Spacy: stop words missing for en_core_web_md and en_core_web_lg for spaCy v2.0

Created on 14 Nov 2017 · 13Comments · Source: explosion/spaCy

_en_core_web_md_ and _en_core_web_lg_ models are giving 'False' for all words in the sentence using "is_stop" attribute.

PS : _en_core_web_sm_ is working fine.

System Information :

Python version: 2.7.12
Platform: Linux-4.10.0-38-generic-x86_64-with-Ubuntu-16.04-xenial
spaCy version: 2.0.2
Models: en

bug lang / en models

Source

Gauravtolani

Most helpful comment

I know this has been an issue a long time --- the delay comes back to some infrastructure problems, which have made getting all the models retrained a hassle.

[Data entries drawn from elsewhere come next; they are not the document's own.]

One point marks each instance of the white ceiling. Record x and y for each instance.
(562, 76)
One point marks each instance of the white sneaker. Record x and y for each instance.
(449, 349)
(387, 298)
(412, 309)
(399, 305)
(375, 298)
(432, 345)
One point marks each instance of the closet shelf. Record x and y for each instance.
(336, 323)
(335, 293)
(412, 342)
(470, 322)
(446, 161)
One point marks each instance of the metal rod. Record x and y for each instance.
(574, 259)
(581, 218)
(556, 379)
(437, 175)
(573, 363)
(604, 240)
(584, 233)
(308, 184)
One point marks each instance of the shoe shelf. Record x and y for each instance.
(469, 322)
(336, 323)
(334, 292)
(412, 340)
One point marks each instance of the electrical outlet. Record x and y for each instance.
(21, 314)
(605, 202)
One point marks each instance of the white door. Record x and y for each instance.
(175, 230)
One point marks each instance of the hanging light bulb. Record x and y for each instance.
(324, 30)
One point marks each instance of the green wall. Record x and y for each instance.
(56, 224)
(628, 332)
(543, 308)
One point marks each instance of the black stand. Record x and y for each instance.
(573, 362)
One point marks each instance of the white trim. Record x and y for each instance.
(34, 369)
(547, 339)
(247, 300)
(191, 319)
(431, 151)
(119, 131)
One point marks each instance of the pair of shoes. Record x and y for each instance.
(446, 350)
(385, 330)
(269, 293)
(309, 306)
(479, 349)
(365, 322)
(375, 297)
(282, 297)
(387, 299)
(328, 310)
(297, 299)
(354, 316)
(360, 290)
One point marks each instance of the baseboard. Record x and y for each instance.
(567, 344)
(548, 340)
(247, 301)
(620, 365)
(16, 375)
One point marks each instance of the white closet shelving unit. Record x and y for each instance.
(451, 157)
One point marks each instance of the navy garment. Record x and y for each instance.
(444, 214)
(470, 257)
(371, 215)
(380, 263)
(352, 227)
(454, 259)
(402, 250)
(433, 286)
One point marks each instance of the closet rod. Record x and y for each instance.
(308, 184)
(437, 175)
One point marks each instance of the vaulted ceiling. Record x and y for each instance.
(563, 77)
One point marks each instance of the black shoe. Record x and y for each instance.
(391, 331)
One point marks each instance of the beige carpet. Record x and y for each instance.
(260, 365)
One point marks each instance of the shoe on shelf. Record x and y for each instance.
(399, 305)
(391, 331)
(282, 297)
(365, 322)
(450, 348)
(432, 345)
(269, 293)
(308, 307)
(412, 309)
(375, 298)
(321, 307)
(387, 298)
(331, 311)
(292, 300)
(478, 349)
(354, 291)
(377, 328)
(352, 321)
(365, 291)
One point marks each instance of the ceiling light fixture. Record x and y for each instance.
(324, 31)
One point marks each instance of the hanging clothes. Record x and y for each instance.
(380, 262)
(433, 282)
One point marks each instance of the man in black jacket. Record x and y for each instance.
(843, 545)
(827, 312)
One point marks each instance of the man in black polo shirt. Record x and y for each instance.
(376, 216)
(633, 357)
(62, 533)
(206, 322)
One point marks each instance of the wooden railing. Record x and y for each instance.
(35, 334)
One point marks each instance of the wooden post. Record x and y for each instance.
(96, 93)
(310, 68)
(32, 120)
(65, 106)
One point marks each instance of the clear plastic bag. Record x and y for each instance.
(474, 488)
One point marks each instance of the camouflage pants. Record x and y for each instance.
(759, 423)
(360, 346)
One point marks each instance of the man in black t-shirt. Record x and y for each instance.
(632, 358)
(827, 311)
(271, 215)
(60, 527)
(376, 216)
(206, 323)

The following fix to the spacy train CLI command should make sure the issue doesn't reoccur: https://github.com/explosion/spaCy/commit/262d0a3148c9840b6df58ee955181c1cd486f8b1

The models for v2.1.0 are currently training, so fingers crossed updated models should be deployed soon.

honnibal on 17 Feb 2018

👍3

All 13 comments

Thanks for the report and sorry about that – this should be fixed in the next update to the models.

In the meantime, here's a workaround:

nlp = spacy.load('en_core_web_lg')

for word in nlp.Defaults.stop_words:
    lex = nlp.vocab[word]
    lex.is_stop = True

ines on 21 Nov 2017

👍1

With en_core_web_sm (spaCy 2.0.4), is_stop depends on casing:

>>> import spacy
>>> nlp = spacy.load('en_core_web_sm')
>>> [nlp(s)[0].is_stop for s in 'this This THIS tHIS the The THE tHE'.split()]
[True, False, False, False, True, False, False, False]
# Expected [True, True, False/True, False/True, True, True, False/True, False/True].

Info about spaCy

spaCy version: 2.0.4
Platform: Linux-3.16.0-4-amd64-x86_64-with-debian-8.8
Python version: 3.6.0
Models: en_core_web_lg, en_vectors_web_lg, en_core_web_sm

en_core_web_sm for spaCy 2.0.0a10 correctly returned t.is_stop == True for both this and This.

kbulygin on 6 Dec 2017

Bump. I'm facing the same using en_core_web_sm.
Is this the expected output for the is_stop ? Or should we be using a different approach?

brickpattern on 13 Feb 2018

I know this has been an issue a long time --- the delay comes back to some infrastructure problems, which have made getting all the models retrained a hassle.

The following fix to the spacy train CLI command should make sure the issue doesn't reoccur: https://github.com/explosion/spaCy/commit/262d0a3148c9840b6df58ee955181c1cd486f8b1

The models for v2.1.0 are currently training, so fingers crossed updated models should be deployed soon.

honnibal on 17 Feb 2018

👍3

Is this still the way to go:

nlp = spacy.load('en_core_web_lg')

for word in nlp.Defaults.stop_words:
    lex = nlp.vocab[word]
    lex.is_stop = True

adrianog on 8 May 2018

This still leaves the is_stop property sensitive to case (ie "What" vs "what") - sounds like the fix needs to be applied upstream - as it is this is simple enough to handle outside of the token attribute system.

randomsven on 18 May 2018

Any updates or ETA on this?

rajhans on 23 May 2018

👍2

Slightly better stopwords workaround (but still not a good solution):

for word in nlp.Defaults.stop_words:
    for w in (word, word[0].upper() + word[1:], word.upper()):
        lex = nlp.vocab[w]
        lex.is_stop = True

This sets is_stop on the lowercase, uppercase, and first-char uppercase form for each.

nathanwdavis on 24 May 2018

Any progress?

I'm using the above snippet atm.

KingNoosh on 24 May 2018

Why does a stop word need to be in the vocabulary? (general question)

adrianog on 28 May 2018

We're currently training new models for the upcoming nightly release of the develop branch (spaCy v2.1.0). You can lurk the spacy-models repo for updates and progress, but it's all currently pre-alpha. Sorry this was taking so long – it really did come down to getting the infrastructure right to be able to train our current model family reliably (and be able to add more languages in the future).

@adrianog The is_stop attribute is an attribute on the lexeme, i.e. the context-independent entry in the vocabulary.

ines on 28 May 2018

@ines I see. Where vocabulary here is to be intended as spacy vocaculary i.e. lexeme.is_oov() could still return "False"?

adrianog on 29 May 2018

This thread has been automatically locked since there has not been any recent activity after it was closed. Please open a new issue for related bugs.